Die Hände zu Fäusten geballt, ein gerötetes Gesicht und die Emotion ins Gesicht geschrieben: So sieht Wut aus. Sie gilt gemeinhin als ein nicht sonderlich schönes Gefühl, das wir bestmöglich unter Kontrolle halten sollten. Bloß nicht aus der Haut fahren! Bloß nicht Kontra geben! Dabei ist Wut ein Kompass: Wo wir wütend werden, stimmt etwas nicht in der Beziehung zu unseren Erwartungen und der Außenwelt. Wie wir die Wut als Kraft nutzen, zeigt uns Friederike von Aderkas in ihrem Buch „Wutkraft“.
Beziehungen ins Gleichgewicht bringen
Dein Vorgesetzter hat dich bei einer Beförderungsrunde übergangen. Dein Mann hat wieder einmal – wie gefühlt immer – den vollen Mülleimer übersehen und stehen gelassen. Deine Freundin liest in deinem Smartphone den Chatverlauf – ohne vorher zu fragen. Und wenn dir jemand die Vorfahrt nimmt, läufst du dunkelrot an. Wir sind mal mehr, mal weniger offensichtlich wütend.
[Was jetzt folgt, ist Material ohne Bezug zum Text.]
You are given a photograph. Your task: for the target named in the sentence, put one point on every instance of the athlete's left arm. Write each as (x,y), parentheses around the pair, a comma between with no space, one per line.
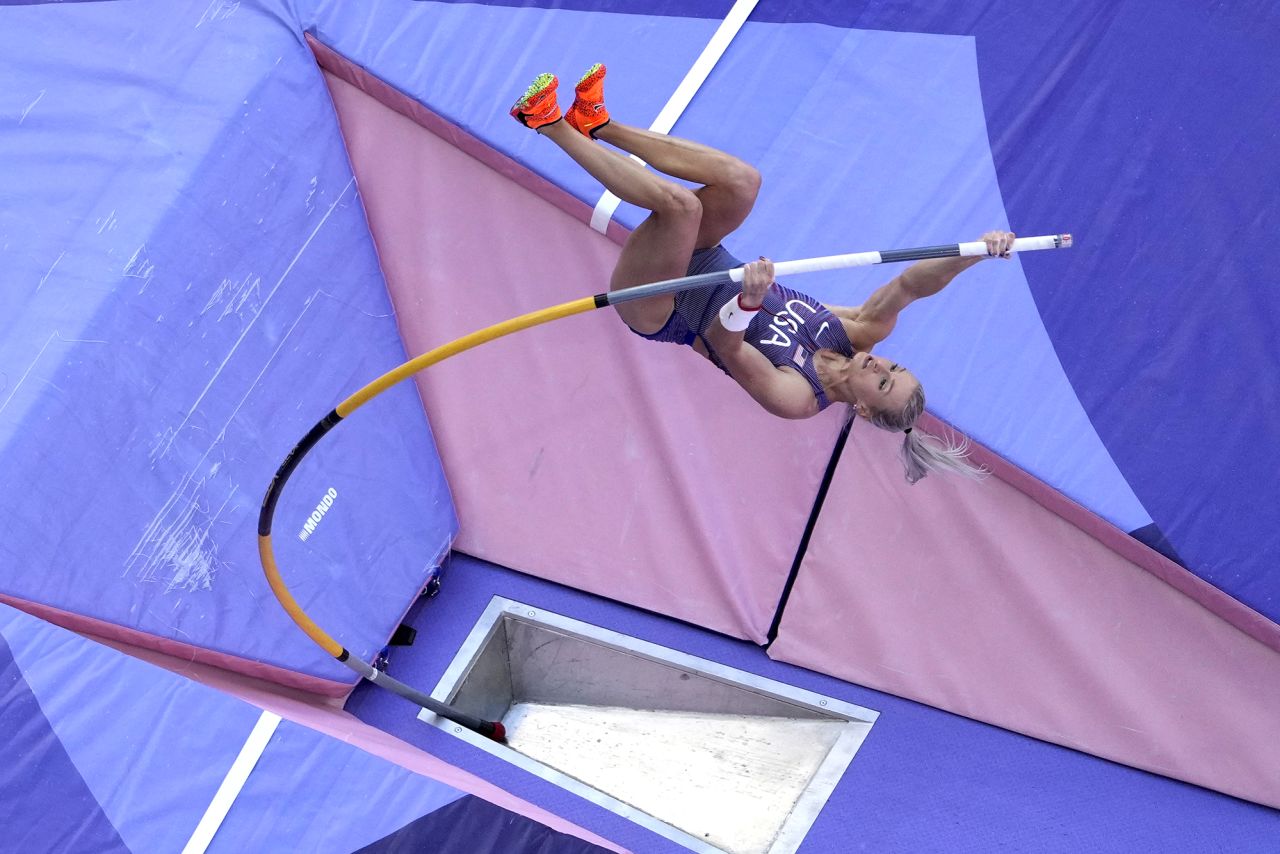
(872,322)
Aber warum eigentlich? Stört uns wirklich der nicht rausgebrachte Abfall? Oder fühlen wir uns in unserer Beziehung vernachlässigt oder als Opfer einer klassischen Rollenverteilung? Stört es uns, wenn die Freundin unsere Nachrichten liest, oder ist es nur die Selbstverständlichkeit, mit der sie in unsere Privatsphäre einbricht? Wer erkundet, wo die eigene Wut wirklich herkommt, begibt sich oftmals auf eine spannende Reise. „Wut zeigt dir, wo Ereignisse, Situationen und Verhältnisse für dich nicht stimmen“, erklärt die Autorin. Dadurch sei diese Emotion auch ein guter Sensor, mit dem wir Teile unseres Lebens aufspüren können, die nicht im Gleichgewicht sind.
Geben wir der Wut Raum
In ihrem Buch zeigt die Pädagogin und systemische Coachin, wie wir Wut produktiv nutzen können, um eine solche Schieflage zu erkennen und zu beheben – sei es in unseren Beziehungen, in der Familienstruktur oder im Arbeitsleben. Aber es geht auch um die Wut, die wir nicht zulassen. Weil es sich nicht schickt, wütend zu sein. Weil wir nicht negativ auffallen möchten, Beziehungen nicht gefährden möchten. Die Wut bahnt sich trotzdem ihren Weg, das weiß Friederike von Aderkas. Die einen betäuben das Gefühl mit Drogen oder Alkohol, andere werden depressiv oder leiden an körperlichen Beschwerden. Wer den Ursachen von Wut auf den Grund geht, seiner eigenen Wutgeschichte nachgeht, kann diese Gründe für die eigene Wut auflösen – oder zumindest einen gesunden Umgang mit ihr finden. Es lohnt sich also immer, diesem enorm starken Gefühl Raum zu geben, die Wut anzuerkennen und mit ihr, anstatt gegen sie, zu arbeiten.